Benjamin ainda estava considerando a proposta, se perguntando se gostaria de conhecer Eric melhor, quando Camila o viu fechar a cara e quase esmagar a latinha de refrigerante que tinha nas mãos. Ela virou o rosto e viu Felipe se aproximando.

— Será que a gente pode conversar? — ele falou, dirigindo-se claramente a Ben, porém, não recebeu nenhuma resposta além do silencio. — Fala sério, Ben, você vai continuar me ignorando?

Em vez de responder a Felipe, Benjamin falou com Camila.

— Tudo bem, acho que sair com o Eric é uma ótima ideia.

Camila balançou a cabeça, quase sem reconhecer o amigo. Que Benjamin ainda estivesse magoado com Lipe, conseguia entender, mas que ele fosse capaz de usar alguém para fazer ciúmes, era mais difícil.
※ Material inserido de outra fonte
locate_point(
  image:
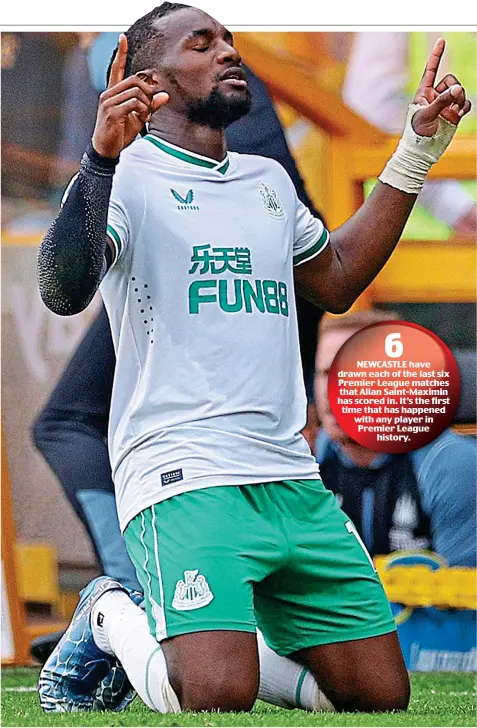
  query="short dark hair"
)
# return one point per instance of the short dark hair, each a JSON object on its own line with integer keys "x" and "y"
{"x": 140, "y": 39}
Apesar de ser ignorado sem nenhuma cerimônia, Felipe não se abateu. Ele puxou a cadeira ao lado de Camila e se sentou.

— A gente vai conversar, agora. Você não pode terminar comigo assim, de repente, sem nem me dar uma chance de me explicar. Você tá over reacting.

— Primeiro, para de ser otário e fala em português que a gente não tá num episódio de Gossip Girl. Segundo, posso terminar com você a hora que eu quiser. Terceiro, você me traiu, e isso meio que dispensa explicações.

Felipe ficou dois segundos sem conseguir falar nada, mas logo encontrou uma réplica adequada. Camila aproveitou para se esgueirar e sair de fininho, deixando os dois discutindo sozinhos.

— Só porque eu fiquei com outra pessoa, não quer dizer que não goste de você, Ben.

— Você acha mesmo que isso muda alguma coisa? — Balançou a cabeça, forçando seu cérebro a pensar em qualquer coisa que não fossem os lábios de Felipe, ali tão perto. Era horrível pensar que apesar de estar com muita raiva dele, ainda poderia beijá-lo por horas e horas.

— A gente nunca falou sobre exclusividade nesse namoro.

— Porque isso está implícito na ideia de um relacionamento.

— Acho que você é muito apegado a essas estruturas antigas de relacionamento.

— Tem razão, Lipe, é por isso que você pode sair com dez pessoas diferentes e eu não serei uma delas. Aliás, não entendo por que você tá tendo todo esse trabalho quando é óbvio que não se importa tanto assim com meus sentimentos.

— Eu estaria aqui me explicando se não me importasse?

Benjamin respirou fundo.

— O que você quer, afinal?

— Ficar de bem com você. Ser seu amigo.

Ben encolheu os ombros. Ainda que uma pequena parte de si ainda o desejasse, a mágoa parecia maior do que isso. Além do medo de se deixar levar e se machucar outra vez. Uma vez ouvira alguém dizer que confiança era como um cristal, uma vez quebrada, não tinha como ser recuperada. Embora também tivesse aprendido que todo mundo merecia uma segunda chance, não se sentia com disposição para conceder tal prerrogativa a Felipe.

— Não quero ser seu amigo, Lipe — murmurou antes de se levantar e dar as costas ao ex-namorado.